Il suo disprezzo per la democrazia si è spinto fino al punto di non intervenire neanche il giorno del ballottaggio, quando nella regione del Nordeste la polizia stradale federale ha fermato più di seicento autobus carichi di persone che stavano andando a votare. L’operazione ha violato le indicazioni del presidente del tribunale supremo elettorale, Alexandre de Moraes, che aveva espressamente proibito le azioni della polizia stradale sui mezzi pubblici messi a disposizione per il voto. Nella regione, che è il feudo elettorale della sinistra e di Lula, vive il 27 per cento degli elettori brasiliani e al primo turno il 67 per cento aveva votato per il leader del Pt.
I prossimi passi
Quello che attende Lula dal 1 gennaio 2023, quando s’insedierà nel palazzo del Planalto, è un compito difficile e delicato. Da una parte infatti deve recuperare i valori che si sono persi in questi ultimi quattro anni, ricostruendo un paese profondamente diviso dove le idee di Bolsonaro sono ancora radicate e hanno fatto presa in un settore ampio della società. Dall’altra deve affrontare una grave crisi economica e sociale interna, con trenta milioni di cittadini che soffrono la fame o vivono una situazione d’insicurezza alimentare e di povertà estrema.
Nel discorso pronunciato a São Paulo subito dopo la vittoria, il presidente eletto lo ha detto senza giri di parole: “Abbiamo il dovere di garantire che ogni brasiliano possa fare colazione, pranzare e cenare ogni giorno. Questo sarà ancora una volta l’impegno numero uno del mio governo”. Ha anche aggiunto che governerà per tutti i 215 milioni di brasiliani, non solo per quelli che l’hanno votato: “Non ci sono due paesi.

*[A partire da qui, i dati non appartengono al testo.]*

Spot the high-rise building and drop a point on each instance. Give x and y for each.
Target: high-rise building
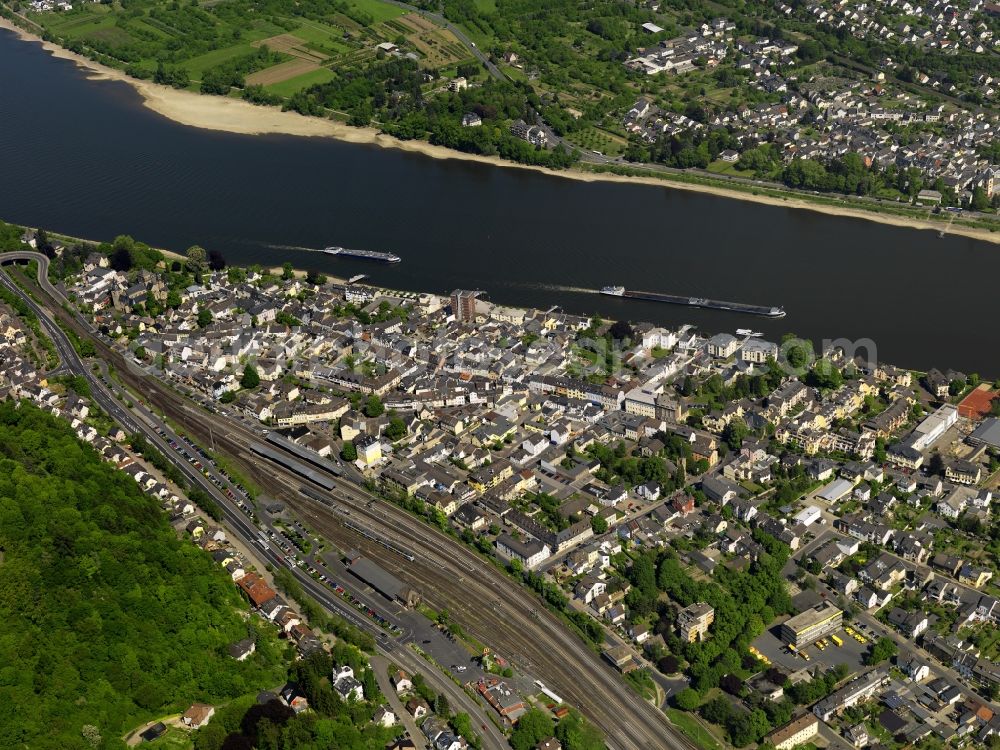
(463, 305)
(693, 621)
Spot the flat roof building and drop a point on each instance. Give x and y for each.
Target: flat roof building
(794, 733)
(933, 427)
(693, 621)
(811, 625)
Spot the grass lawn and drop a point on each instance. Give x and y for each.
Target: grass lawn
(289, 87)
(378, 10)
(198, 65)
(724, 167)
(594, 139)
(692, 729)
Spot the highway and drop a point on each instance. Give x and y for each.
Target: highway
(142, 421)
(459, 34)
(449, 575)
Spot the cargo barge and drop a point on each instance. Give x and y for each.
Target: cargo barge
(709, 304)
(363, 254)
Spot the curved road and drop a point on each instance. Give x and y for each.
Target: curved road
(148, 424)
(478, 595)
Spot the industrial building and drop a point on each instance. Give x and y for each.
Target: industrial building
(811, 625)
(380, 579)
(857, 690)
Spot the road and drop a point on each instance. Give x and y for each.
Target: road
(449, 574)
(879, 630)
(140, 420)
(462, 37)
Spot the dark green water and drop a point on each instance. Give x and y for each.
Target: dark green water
(87, 159)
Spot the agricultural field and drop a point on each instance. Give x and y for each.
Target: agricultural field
(215, 47)
(595, 139)
(438, 48)
(305, 80)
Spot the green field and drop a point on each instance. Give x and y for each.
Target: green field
(378, 10)
(289, 87)
(198, 65)
(215, 39)
(594, 139)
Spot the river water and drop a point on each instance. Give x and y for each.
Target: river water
(86, 158)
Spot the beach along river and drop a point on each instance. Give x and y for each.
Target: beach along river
(86, 158)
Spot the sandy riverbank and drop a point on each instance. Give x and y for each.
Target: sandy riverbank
(237, 116)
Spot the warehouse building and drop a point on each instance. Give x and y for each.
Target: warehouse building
(811, 625)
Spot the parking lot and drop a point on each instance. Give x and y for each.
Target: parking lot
(850, 653)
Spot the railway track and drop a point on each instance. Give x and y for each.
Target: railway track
(446, 573)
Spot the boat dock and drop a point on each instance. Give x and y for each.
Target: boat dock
(765, 311)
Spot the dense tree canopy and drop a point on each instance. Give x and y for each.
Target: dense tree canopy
(108, 618)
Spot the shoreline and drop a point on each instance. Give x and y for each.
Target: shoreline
(237, 116)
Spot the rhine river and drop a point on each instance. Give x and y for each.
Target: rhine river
(86, 158)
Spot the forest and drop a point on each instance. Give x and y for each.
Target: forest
(109, 619)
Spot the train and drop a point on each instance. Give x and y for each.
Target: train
(292, 465)
(381, 540)
(309, 456)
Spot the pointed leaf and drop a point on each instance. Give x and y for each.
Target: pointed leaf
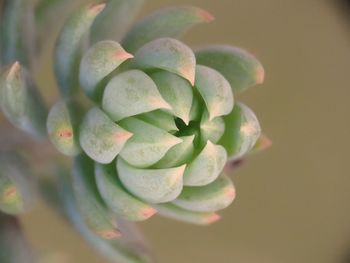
(148, 145)
(117, 198)
(207, 166)
(131, 93)
(115, 19)
(89, 202)
(69, 47)
(177, 213)
(209, 198)
(100, 137)
(241, 133)
(176, 91)
(97, 63)
(240, 68)
(21, 102)
(62, 126)
(168, 54)
(151, 185)
(169, 22)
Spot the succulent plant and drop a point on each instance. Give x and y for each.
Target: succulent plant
(160, 123)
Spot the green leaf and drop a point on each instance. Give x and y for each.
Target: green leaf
(62, 127)
(100, 137)
(97, 63)
(240, 68)
(207, 166)
(169, 22)
(118, 200)
(241, 133)
(69, 47)
(115, 19)
(21, 102)
(17, 191)
(209, 198)
(151, 185)
(177, 213)
(131, 93)
(215, 91)
(176, 91)
(89, 203)
(148, 145)
(168, 54)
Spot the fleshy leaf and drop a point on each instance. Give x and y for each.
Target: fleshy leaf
(69, 47)
(177, 213)
(131, 93)
(209, 198)
(17, 193)
(176, 91)
(62, 127)
(97, 63)
(240, 68)
(118, 200)
(215, 91)
(21, 102)
(148, 145)
(151, 185)
(241, 133)
(89, 202)
(115, 19)
(168, 54)
(100, 137)
(211, 129)
(178, 154)
(169, 22)
(160, 119)
(207, 166)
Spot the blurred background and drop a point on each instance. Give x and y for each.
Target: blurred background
(293, 200)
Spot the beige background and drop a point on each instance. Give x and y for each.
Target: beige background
(293, 200)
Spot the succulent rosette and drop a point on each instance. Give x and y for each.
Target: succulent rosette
(163, 123)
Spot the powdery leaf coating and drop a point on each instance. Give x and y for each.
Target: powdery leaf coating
(100, 138)
(118, 200)
(148, 145)
(97, 63)
(151, 185)
(168, 54)
(209, 198)
(240, 68)
(131, 93)
(168, 22)
(207, 166)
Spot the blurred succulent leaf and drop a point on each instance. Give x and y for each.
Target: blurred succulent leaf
(148, 145)
(199, 218)
(118, 200)
(97, 63)
(62, 126)
(101, 138)
(168, 54)
(115, 19)
(176, 91)
(69, 47)
(89, 202)
(21, 102)
(215, 91)
(17, 191)
(151, 185)
(209, 198)
(130, 93)
(169, 22)
(207, 165)
(240, 68)
(241, 133)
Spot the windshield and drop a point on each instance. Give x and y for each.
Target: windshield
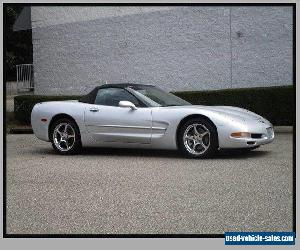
(156, 97)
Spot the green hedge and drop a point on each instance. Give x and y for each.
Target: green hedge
(274, 103)
(23, 104)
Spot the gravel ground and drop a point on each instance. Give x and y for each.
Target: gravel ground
(115, 191)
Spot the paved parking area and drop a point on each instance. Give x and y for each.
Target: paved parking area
(107, 191)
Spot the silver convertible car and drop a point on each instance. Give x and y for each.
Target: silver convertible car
(144, 116)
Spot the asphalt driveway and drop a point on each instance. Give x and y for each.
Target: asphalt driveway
(108, 191)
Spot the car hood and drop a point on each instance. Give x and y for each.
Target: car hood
(229, 111)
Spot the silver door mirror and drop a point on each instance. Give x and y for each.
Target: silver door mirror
(127, 104)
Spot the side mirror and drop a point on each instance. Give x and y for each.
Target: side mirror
(127, 104)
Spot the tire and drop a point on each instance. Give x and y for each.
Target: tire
(200, 144)
(65, 142)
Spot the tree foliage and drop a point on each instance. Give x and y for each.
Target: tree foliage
(18, 44)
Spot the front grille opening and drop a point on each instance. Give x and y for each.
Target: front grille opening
(256, 136)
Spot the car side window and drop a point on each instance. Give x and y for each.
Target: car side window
(112, 97)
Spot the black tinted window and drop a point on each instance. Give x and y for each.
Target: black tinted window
(112, 97)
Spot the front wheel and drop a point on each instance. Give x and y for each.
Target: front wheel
(198, 138)
(65, 137)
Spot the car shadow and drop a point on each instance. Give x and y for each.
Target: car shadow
(121, 152)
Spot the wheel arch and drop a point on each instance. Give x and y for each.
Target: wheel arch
(61, 116)
(192, 116)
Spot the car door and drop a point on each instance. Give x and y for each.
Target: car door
(110, 123)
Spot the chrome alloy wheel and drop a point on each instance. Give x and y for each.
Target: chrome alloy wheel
(196, 139)
(64, 137)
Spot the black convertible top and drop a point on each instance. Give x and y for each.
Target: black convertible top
(90, 97)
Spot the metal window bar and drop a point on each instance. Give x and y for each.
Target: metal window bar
(25, 77)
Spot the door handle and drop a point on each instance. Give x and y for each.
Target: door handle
(94, 109)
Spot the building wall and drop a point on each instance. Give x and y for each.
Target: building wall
(177, 48)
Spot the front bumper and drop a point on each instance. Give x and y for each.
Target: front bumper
(226, 141)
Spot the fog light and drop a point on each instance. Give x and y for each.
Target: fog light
(241, 135)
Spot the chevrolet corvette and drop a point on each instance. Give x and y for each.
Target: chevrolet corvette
(144, 116)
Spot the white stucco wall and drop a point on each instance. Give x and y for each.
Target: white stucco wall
(177, 48)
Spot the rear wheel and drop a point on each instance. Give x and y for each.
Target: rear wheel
(65, 136)
(197, 138)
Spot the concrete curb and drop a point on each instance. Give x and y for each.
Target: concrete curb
(21, 131)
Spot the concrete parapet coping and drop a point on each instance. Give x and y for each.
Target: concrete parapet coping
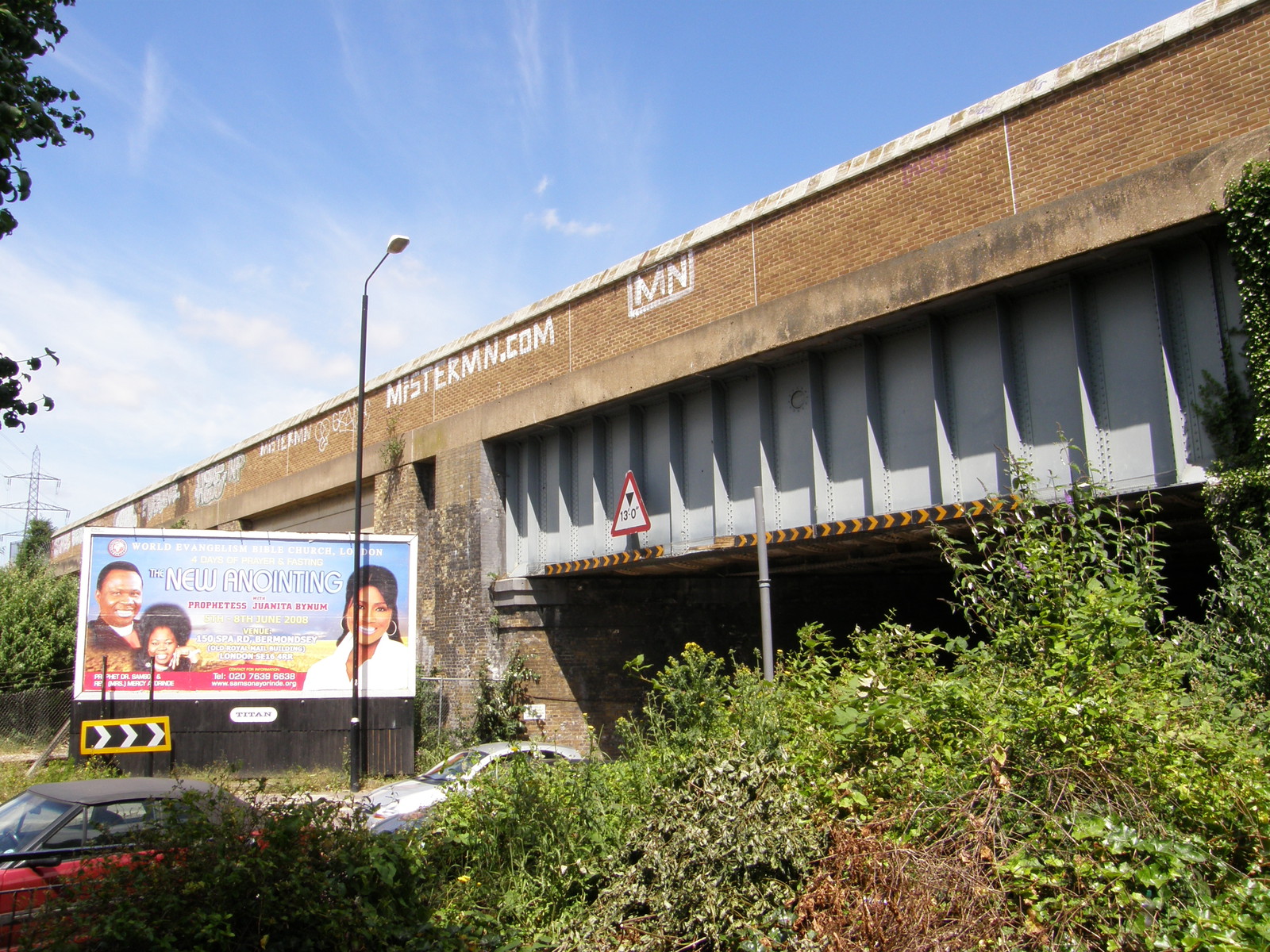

Siamo un Brasile solo, uno stato, una grande nazione”.
Potrebbe sembrare un invito doveroso alla conciliazione e all’unità nazionale da parte di un presidente che è appena stato eletto, ma è particolarmente importante in un momento in cui la democrazia brasiliana mostra chiari segni di fragilità.
Tuttavia per il suo ambizioso obiettivo Lula non sarà aiutato né dal contesto internazionale né da quello interno, visto che il gruppo di Bolsonaro è molto forte in parlamento e un suo candidato, il militare Tarcísio de Freitas, è stato eletto governatore di São Paulo, lo stato più ricco e popoloso del paese e probabilmente guiderà l’opposizione al governo.
Come sottolinea il País nell’editoriale, è fondamentale che Lula cerchi un dialogo con tutte le forze democratiche del paese e anche con la destra più moderata. Solo in questo modo potrà sperare di isolare Bolsonaro e le sue politiche e, al tempo stesso, garantire stabilità all’esecutivo. “È ora che il Brasile chiuda la tappa tossica del governo Bolsonaro e, guidato da Lula, si incammini sulla strada della convivenza”. I proclami fatti in campagna elettorale sono alle spalle, ora cominciano le responsabilità di governo.